Aucun intellectuel français...

Aucun intellectuel français n’ose écrire ce qu’il pense des mécanismes de l’opinion. Il dénonce le populisme, la France moisie, les lyncheurs, c’est-à-dire ce qui n’a déjà plus de puissance, ce qui vit à la lisière de l’indignité et de la peur, le peuple dissous du traité de Maastricht et des suivants. On le voit parader sur les plateaux télé qui sont la fabrique la plus aboutie des falsifications les plus évidentes, de la vulgarité effrontée, de la déroute du discernement et de la haine du sacré, on les voit de coupes en coupes téter le biberon des sinécures en éructant un mépris de pleureuse contre ce peuple qui ne les lit plus.

Aucun intellectuel français n’ose écrire sur les réalités militaires qui comme le disait Péguy sont premières en matière de politique. Jamais un mot sur la clochardisation de l’armée, la déroute de la politique suivie depuis Mitterrand et qui transforme ce pays en chien de garde impécunieux de l’Empire américain, l’absence de toute politique africaine claire, la salive du chien crevé au fil de l’eau qui poursuit l’amitié arabe et la neutralité israélienne. On préfère ferrailler sur le conflit israélo-palestinien dont on se bat les couilles, la méchanceté de Poutine et la folie de l’Iran qui entend rejoindre le club des puissances nucléaires, on croirait les gémissements d’une petite Cité grecque du temps de la période hellénistique, même plus Athènes mais la Sparte du roi Agis.

Aucun intellectuel français n’est capable de dire ce qu’est la République, il préfère les incantations, mesurer la taille des voiles et l’ampleur des coiffures en trébuchant sur le mot laïcité, il préfère parler d’alternance plutôt que de s’appesantir sur la corruption généralisée, le réseau d’intérêts croisés et l’omerta qui règne de la magistrature aux entreprises en passant par les Loges, il préfère roter bien au chaud son énième participation à Cdans l’air, à une commission, à un rapport que de dire non possumus.

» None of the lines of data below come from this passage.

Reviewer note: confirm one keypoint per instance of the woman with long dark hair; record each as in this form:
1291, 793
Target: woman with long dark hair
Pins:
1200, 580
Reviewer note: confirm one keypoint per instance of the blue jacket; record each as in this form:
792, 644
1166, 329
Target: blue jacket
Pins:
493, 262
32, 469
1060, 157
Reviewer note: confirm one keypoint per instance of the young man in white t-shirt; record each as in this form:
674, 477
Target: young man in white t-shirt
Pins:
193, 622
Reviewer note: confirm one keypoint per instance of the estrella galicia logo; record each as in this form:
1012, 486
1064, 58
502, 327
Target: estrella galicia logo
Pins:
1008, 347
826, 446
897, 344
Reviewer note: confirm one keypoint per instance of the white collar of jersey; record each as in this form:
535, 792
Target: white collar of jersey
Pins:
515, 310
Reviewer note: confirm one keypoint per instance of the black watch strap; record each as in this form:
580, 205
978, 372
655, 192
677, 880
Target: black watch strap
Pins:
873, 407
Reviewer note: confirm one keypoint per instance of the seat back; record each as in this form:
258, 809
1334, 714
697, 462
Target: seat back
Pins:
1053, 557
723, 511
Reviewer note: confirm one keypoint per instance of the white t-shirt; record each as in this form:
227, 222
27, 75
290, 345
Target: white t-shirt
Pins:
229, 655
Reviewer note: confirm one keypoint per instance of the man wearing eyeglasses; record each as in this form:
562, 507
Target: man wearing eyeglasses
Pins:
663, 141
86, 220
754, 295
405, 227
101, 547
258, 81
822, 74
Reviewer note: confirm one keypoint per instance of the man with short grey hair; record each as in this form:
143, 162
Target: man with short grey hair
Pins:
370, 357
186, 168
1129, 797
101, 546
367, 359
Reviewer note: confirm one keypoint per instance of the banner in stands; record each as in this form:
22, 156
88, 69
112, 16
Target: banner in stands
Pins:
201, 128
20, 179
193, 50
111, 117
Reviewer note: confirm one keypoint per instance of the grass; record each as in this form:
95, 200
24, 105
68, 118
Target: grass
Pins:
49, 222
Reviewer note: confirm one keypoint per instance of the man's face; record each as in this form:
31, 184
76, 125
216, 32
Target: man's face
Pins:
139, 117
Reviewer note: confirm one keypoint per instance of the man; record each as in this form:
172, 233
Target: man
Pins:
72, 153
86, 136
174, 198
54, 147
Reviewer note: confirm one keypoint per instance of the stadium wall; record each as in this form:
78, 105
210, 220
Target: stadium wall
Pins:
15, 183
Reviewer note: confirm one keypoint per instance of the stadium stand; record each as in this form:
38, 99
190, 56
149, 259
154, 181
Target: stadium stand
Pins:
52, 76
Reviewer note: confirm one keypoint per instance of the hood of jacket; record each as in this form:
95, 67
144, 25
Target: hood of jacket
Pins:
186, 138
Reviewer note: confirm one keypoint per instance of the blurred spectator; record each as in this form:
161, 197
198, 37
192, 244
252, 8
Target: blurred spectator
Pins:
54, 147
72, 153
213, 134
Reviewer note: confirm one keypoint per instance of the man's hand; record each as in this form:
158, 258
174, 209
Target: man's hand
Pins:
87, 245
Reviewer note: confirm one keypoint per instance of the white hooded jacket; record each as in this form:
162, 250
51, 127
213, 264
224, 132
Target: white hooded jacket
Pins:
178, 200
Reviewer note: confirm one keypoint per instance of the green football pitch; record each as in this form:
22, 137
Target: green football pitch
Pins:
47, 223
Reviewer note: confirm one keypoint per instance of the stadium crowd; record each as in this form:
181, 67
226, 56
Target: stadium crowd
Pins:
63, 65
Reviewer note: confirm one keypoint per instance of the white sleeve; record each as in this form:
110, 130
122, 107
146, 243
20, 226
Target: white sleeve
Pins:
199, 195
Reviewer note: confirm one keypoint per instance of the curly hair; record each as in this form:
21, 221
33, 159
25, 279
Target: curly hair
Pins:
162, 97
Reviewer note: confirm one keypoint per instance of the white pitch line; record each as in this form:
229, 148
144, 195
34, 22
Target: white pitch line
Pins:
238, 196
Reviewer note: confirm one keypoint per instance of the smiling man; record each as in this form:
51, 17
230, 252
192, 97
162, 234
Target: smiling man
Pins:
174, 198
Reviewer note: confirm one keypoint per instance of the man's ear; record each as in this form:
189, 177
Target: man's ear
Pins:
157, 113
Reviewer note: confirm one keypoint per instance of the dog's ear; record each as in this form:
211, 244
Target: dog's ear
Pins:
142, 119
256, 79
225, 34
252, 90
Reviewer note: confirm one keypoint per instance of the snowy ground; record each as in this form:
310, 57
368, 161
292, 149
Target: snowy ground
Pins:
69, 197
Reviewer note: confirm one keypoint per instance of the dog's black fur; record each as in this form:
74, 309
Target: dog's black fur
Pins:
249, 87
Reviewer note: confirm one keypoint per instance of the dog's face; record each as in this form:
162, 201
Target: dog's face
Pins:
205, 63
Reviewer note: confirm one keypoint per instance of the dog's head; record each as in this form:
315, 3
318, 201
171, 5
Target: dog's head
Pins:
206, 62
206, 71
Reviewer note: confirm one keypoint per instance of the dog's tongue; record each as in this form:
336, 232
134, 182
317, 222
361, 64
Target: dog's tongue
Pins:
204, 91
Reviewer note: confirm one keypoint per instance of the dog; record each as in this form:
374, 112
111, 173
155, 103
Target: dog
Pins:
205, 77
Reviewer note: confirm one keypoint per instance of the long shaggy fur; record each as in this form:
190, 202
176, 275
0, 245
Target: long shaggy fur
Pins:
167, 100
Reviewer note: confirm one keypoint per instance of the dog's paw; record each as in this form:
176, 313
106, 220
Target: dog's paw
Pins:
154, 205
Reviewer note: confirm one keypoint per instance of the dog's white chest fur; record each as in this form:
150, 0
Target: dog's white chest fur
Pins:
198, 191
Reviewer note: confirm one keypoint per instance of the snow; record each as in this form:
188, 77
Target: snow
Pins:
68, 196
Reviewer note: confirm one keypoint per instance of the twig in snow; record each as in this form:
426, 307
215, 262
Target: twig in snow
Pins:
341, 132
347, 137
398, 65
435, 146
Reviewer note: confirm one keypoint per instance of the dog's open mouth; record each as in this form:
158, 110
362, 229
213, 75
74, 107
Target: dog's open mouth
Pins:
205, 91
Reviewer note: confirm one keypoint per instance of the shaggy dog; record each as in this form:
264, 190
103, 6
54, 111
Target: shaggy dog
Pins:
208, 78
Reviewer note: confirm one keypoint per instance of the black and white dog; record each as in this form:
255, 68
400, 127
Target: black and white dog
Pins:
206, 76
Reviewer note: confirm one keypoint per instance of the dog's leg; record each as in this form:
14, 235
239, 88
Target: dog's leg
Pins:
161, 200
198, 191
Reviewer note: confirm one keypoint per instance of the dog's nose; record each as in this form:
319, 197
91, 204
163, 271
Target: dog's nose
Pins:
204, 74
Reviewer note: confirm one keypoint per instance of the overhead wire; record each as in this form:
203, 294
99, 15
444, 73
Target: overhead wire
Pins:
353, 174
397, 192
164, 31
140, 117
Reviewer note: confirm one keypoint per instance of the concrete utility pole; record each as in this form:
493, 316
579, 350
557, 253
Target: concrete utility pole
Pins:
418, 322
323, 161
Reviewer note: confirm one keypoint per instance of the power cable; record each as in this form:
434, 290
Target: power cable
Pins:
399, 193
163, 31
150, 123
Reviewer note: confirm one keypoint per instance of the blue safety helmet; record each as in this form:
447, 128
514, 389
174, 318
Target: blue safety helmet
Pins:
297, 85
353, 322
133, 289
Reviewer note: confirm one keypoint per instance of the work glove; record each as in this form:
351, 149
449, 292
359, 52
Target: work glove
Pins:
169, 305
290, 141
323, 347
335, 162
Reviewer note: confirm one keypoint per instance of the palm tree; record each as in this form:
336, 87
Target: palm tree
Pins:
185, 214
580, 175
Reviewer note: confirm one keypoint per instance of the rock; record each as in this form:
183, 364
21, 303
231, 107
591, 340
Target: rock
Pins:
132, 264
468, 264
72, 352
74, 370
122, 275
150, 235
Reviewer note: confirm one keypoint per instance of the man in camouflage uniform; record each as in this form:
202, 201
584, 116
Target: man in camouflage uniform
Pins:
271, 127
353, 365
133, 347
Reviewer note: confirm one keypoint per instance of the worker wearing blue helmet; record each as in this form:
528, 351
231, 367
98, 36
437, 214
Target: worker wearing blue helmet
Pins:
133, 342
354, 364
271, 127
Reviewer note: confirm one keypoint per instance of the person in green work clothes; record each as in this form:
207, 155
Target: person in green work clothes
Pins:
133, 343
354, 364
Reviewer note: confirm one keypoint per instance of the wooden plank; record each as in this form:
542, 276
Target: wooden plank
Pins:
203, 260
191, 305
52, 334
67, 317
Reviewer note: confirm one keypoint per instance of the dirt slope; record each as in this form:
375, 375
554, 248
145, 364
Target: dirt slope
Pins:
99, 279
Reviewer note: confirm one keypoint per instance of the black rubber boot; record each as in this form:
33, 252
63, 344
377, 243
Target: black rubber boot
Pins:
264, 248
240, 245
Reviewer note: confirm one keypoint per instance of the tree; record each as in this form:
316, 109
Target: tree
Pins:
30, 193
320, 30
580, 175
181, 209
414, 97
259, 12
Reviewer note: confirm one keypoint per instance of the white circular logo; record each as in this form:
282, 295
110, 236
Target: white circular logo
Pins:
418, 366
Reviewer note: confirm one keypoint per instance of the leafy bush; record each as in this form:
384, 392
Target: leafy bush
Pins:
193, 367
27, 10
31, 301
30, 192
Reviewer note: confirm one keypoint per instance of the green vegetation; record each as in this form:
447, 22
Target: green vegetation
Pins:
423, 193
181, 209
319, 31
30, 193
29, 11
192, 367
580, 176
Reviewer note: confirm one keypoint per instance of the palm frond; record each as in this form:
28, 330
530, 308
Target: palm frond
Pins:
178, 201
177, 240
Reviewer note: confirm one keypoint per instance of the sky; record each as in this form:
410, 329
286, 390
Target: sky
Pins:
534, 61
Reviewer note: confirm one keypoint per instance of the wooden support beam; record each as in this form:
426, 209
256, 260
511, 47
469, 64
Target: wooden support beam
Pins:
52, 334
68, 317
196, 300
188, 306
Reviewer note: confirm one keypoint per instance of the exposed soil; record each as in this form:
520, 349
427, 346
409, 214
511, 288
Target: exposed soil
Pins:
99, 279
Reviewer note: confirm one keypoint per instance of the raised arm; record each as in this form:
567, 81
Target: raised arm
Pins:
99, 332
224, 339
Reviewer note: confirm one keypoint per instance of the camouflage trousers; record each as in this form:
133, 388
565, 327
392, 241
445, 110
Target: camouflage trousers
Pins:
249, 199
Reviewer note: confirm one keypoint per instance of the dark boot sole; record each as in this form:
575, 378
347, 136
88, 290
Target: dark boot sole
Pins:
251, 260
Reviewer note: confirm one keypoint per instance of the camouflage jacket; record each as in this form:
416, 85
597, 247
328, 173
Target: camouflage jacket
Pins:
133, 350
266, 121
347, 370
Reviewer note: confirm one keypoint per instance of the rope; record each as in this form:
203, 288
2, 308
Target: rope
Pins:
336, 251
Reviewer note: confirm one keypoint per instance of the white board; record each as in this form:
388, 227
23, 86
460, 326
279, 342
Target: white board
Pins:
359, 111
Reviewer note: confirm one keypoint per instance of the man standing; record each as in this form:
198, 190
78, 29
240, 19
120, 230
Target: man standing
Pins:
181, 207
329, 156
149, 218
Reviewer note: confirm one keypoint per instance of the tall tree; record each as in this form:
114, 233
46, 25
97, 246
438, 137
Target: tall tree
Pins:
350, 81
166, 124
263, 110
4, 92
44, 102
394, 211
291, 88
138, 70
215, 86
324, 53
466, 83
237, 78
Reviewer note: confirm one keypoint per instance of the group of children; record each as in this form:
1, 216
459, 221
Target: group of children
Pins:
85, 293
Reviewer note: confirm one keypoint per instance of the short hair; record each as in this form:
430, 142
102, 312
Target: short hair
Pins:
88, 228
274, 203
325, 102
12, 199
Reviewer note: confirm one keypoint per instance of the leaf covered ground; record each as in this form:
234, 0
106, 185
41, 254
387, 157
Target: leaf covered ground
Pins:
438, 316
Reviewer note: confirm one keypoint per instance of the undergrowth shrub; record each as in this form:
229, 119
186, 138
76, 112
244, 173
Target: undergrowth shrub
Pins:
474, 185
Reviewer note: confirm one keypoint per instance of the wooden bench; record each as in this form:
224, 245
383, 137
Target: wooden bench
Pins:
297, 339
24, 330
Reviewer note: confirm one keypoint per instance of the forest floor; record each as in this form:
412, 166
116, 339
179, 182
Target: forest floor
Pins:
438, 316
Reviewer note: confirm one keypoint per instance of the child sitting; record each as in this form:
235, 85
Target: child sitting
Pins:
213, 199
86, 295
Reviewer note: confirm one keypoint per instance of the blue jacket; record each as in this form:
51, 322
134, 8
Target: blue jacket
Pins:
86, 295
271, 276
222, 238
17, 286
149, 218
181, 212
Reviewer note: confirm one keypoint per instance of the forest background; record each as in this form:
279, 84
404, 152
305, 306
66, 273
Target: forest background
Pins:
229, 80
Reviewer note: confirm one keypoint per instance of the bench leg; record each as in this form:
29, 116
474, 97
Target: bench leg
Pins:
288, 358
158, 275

Aucun intellectuel français n’est capable de dire ce qu’il pense de la religion civique en lambeaux qui avait l’école en son centre et le projet d’émancipation dans la cale. Tout le monde sait que ce projet est mort et enterré, tout le monde sait que les Lumières ont trébuché sur les catastrophes du XXème siècle et celles à venir, tout le monde sait que le Progrès gît quelque part comme une compression de César, mais rien on continue comme avant, on voudrait vraiment pas perdre nos prébendes, on dit sauvons la Recherche, marchons en rond, luttons contre les usages politiques de l’Histoire, Sarkozy et la gendarmerie, dénonçons le correct et le pas correct.

Aucun intellectuel français n’est capable de dire ce qu’il pense de la police, politique ou non, celle qui établit des fichiers et des seuils de dangerosité et celle qui enquête et verbalise, aucun intellectuel français ne dit rien de l’incurie de la police quand flambent 30 mille véhicules par an et lorsque 80 % des vols de voitures ne sont pas élucidés, lorsqu’un département comme la Seine St Denis à force de démagogie communiste, de politique d’Etat aberrante et d’entassement des dernières vagues migratoires n’a plus pour langage commun qu’un Islam réduit aux acquêts pour dire la moralité et le mérite, c’est-à-dire la simple dignité quand on refuse de se penser en déchet.

Aucun intellectuel français n’a rien à dire sur l’usage délirant des classes d’hérétiques qui vont de l’islamiste à l’anarcho-autonome, aux néo-droitiers anti-radars, aux racistes, aux militants pro-life et j’en passe.

Aucun intellectuel français n’a rien à dire sur cette injonction étrange d’aimer son prochain à tout prix et de se mélanger, parce que bien sûr, on n’est pas encore assez bien, assez beau, assez ceci et cela, assez humain et intelligent en gros, on est entre l’animal et ce qui viendra, le chaînon manquant, le synonyme du peuple parmi ces élites de ruminants qui prennent la sortie de secours dès qu’une menace se profile.